The Texas Legislature voted to send a constitutional amendment to prohibit any future legislation from enacting a wealth or net worth tax.
This amendment was introduced as House Joint Resolution 132 on March 13, 2023. On May 2, the state House passed HJR 132 by a vote of 101-45 with four not voting. All Republicans in the state House and 16 Democrats voted in favor of the amendment. On May, 19, the state Senate passed HJR 132 by a vote of 22-9. Three Democrats joined the Republican Senate majority.
State Rep. Cole Hefner (R-5) authored the proposal. In the statement of purpose for the amendment, Rep. Hefner said, “[The amendment] would allow the people of Texas to decide whether or not they want a direct say in the possibility of a net worth tax being imposed by the legislature.”
Every Texan and the Texas American Federation of Teachers registered in opposition to the amendment. No organizations registered in support of the amendment.
According to Business Insider, eight states— California, Connecticut, Illinois, Hawaii, Maryland, Minnesota, New York, and Washington—had introduced some form of wealth tax legislation during their respective 2023 legislative sessions.
In 2019, Texans approved Proposition 4, which added a provision to the state constitution prohibiting the state from levying a personal income tax. It was approved with 74.4% of the vote. Texans had also previously prohibited the state from levying a personal income tax without voter approval with the passage of a constitutional amendment in 1993.

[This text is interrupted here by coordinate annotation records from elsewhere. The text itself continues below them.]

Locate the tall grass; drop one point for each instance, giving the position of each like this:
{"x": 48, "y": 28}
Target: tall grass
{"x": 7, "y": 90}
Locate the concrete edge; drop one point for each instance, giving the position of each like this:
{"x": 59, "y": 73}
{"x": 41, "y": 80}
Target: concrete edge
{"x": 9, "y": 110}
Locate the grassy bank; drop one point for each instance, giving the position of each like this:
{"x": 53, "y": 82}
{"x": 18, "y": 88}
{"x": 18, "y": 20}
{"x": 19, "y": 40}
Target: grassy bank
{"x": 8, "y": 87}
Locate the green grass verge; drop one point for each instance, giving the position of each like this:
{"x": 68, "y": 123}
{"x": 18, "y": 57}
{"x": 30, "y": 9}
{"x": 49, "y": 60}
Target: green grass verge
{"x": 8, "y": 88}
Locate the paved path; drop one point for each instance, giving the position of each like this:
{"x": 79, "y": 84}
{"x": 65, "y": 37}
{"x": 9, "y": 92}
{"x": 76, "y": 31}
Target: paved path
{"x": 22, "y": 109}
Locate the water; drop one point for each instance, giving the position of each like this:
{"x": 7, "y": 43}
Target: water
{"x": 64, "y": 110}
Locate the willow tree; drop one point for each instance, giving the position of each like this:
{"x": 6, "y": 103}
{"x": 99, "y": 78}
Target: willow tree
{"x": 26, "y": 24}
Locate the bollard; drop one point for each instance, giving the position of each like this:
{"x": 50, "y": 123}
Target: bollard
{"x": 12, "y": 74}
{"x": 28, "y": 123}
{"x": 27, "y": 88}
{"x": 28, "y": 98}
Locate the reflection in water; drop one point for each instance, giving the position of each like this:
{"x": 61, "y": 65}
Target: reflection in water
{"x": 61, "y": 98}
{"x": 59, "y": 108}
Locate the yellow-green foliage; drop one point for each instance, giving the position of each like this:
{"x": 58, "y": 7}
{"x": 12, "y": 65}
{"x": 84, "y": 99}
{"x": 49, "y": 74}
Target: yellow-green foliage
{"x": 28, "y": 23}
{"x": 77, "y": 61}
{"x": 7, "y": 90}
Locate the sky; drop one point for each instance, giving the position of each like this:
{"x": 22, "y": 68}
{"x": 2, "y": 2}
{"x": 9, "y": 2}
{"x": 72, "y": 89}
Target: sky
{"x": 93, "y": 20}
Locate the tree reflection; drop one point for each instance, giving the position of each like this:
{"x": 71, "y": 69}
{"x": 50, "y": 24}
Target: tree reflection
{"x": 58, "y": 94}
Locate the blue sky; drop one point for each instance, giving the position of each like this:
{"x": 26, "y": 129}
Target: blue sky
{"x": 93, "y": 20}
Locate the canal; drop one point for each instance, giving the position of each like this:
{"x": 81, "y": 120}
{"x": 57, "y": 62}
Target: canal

During the Texas 2023 legislative session, 297 constitutional amendments were filed. As of May 21, eight amendments were certified to appear on statewide ballots in November. Including the eight certified measures, 47 amendments received a vote by at least one chamber. Between 1985 and 2021, an average of 14 measures appeared on statewide ballots in odd-numbered years. The state legislature is set to adjourn on May 29.